I'm using the term "technical debt" very loosely here; in the context of this post, the "baggage" is basically anything that's not directly contributing to the top/bottom line. Here are just some examples of situations you may find yourself in:
- Any number of projects that are important, but not urgent (like investing in that better logging pipeline your engineers have been wanting to do)
- Managing physical infrastructure? The 3-yr hardware refresh cycle will force constant service migrations
- If it's not hardware, it might be OS upgrades (anyone else have trauma from Ubuntu 12 to Ubuntu 16 LTS upgrades?)
- Or it might be hardware bugs (cpu.fail)
- Or firmware bugs. Or bugs / performance issues anywhere up and down your stack. Or it might be a legacy codebase undergoing a years long "rewrite". Or a multi-quarter project to move away from single DB instance to some distributed solution. Or migrating to a new build / CI / CD system or unit-testing framework. Or switching to the latest front-end development stack.
You get the idea. Just like at scale, you design software / infrastructure / systems with the expectation that failures are the norm, not the exception, so must you design your organization and processes with the expectation that there's a constant churn of technical debt related projects at all times.

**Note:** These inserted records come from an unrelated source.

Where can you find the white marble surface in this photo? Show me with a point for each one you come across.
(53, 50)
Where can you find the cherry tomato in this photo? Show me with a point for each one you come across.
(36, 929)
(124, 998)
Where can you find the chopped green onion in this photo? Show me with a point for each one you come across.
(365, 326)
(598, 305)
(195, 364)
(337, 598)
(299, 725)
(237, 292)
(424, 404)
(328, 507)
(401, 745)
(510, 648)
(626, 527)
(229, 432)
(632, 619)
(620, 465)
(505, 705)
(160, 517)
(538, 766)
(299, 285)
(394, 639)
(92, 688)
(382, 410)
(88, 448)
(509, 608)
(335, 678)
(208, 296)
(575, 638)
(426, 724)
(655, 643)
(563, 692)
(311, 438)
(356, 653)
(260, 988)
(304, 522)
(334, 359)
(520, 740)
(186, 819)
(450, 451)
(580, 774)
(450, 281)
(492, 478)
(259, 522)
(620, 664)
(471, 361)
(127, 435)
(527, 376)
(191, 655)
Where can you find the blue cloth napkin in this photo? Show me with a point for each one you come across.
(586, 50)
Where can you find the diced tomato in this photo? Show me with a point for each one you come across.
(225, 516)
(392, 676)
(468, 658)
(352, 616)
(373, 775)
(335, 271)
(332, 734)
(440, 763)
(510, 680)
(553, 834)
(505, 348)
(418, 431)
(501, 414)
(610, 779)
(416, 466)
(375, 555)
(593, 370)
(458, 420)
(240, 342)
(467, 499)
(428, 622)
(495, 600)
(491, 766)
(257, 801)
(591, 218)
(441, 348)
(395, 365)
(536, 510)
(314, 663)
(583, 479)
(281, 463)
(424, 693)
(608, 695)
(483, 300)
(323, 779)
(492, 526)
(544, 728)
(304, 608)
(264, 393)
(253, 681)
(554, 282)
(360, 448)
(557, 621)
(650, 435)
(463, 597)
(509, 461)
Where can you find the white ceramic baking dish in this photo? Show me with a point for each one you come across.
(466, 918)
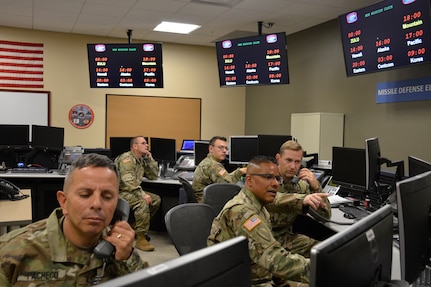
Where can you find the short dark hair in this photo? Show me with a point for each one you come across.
(260, 159)
(214, 138)
(86, 160)
(134, 140)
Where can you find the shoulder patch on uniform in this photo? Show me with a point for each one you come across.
(252, 222)
(222, 172)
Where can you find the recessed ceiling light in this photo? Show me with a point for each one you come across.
(173, 27)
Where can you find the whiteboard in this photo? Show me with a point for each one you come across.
(24, 107)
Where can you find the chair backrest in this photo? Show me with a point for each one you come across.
(190, 193)
(189, 225)
(217, 194)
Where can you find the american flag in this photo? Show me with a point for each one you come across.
(21, 64)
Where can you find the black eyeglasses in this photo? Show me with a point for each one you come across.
(268, 176)
(220, 147)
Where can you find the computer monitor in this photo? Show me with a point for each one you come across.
(358, 256)
(372, 162)
(243, 149)
(270, 144)
(200, 151)
(187, 145)
(163, 150)
(417, 165)
(348, 168)
(414, 221)
(119, 145)
(14, 136)
(224, 264)
(45, 137)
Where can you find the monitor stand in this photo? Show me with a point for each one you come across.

So, how do you do it? Here are some suggestions.
Build out a TPM organization
TPM in this context stands for Technical Program Managers. TPMs are usually highly organized, excellent communicators who drive organizational leverage by designing processes and driving programs. Any large-scale migration / technical-debt project will likely require a lot of communication and coordination across teams and functions, over months or even quarters. Having a dedicated TPM on such projects is crucial for success.
Further reading: check out this TPM learning path on Lynda.
Build Reliability Muscle
Along similar lines, invest in building organizational muscle for Reliability. Specifically:
- A well designed and practical incident response process. Check out Pagerduty's documentation for a good starting point. And the "Managing Incidents" chapter from the Google SRE book.
- Regular education about said process, including training for various roles like Incident Manager, on-call rotations.
- Empower and enable teams to customize and setup their own on-call rotations.
- Educate and align the leadership team on the above processes, especially when you need to mobilize resources from across the company in a pinch. For instance, at many tech companies (e.g. Google, Dropbox), a special "Code Red" is invoked when there's an imminent material risk to the business.
At scale, your company will likely find itself in the middle of several major migrations at any given point in time. It's vital to not make any single migration "a big deal"; instead, invest in making migrations just a normal part of engineering.
- Create consistent narratives: articulate the business impact of the migration. Why does it matter and why does it need to happen now? Make trade-offs explicit.
- Make them easy: invest in documentation, tooling and automation. Migrations are far easier to scale if teams are empowered to do them on their own.
- Create accountability: For complex migrations, make a single team explicitly accountable for driving the migrations to completion. Leverage TPMs for coordination and status updates. One of the longest successful migrations I saw lasted almost two years! Without clear accountability, such long migrations would languish forever.
- Recognize impact: you should not be undertaking any migration whose business impact is unclear. Conversely, reward migrations by celebrating victories (including significant intermediate milestones) and reminding the org of the business impact upon completion. Follow through with recognizing and rewarding this impact in your performance reviews – people notice who gets promoted and if there's even a suspicion that only folks working on shiny new features get promoted, you'll have some perverse incentives to correct.
- Budget for them: make sure your planning processes account for planned and unexpected migrations. Everything from OKRs to headcount planning to budget (capex / opex) should explicitly factor in migration work.
Further reading: Will Larson's post on Migrations
As the organization grows, the amount of energy devoted to addressing technical debt should hopefully approach an asymptotic constant – if you force the curve down over time, even better!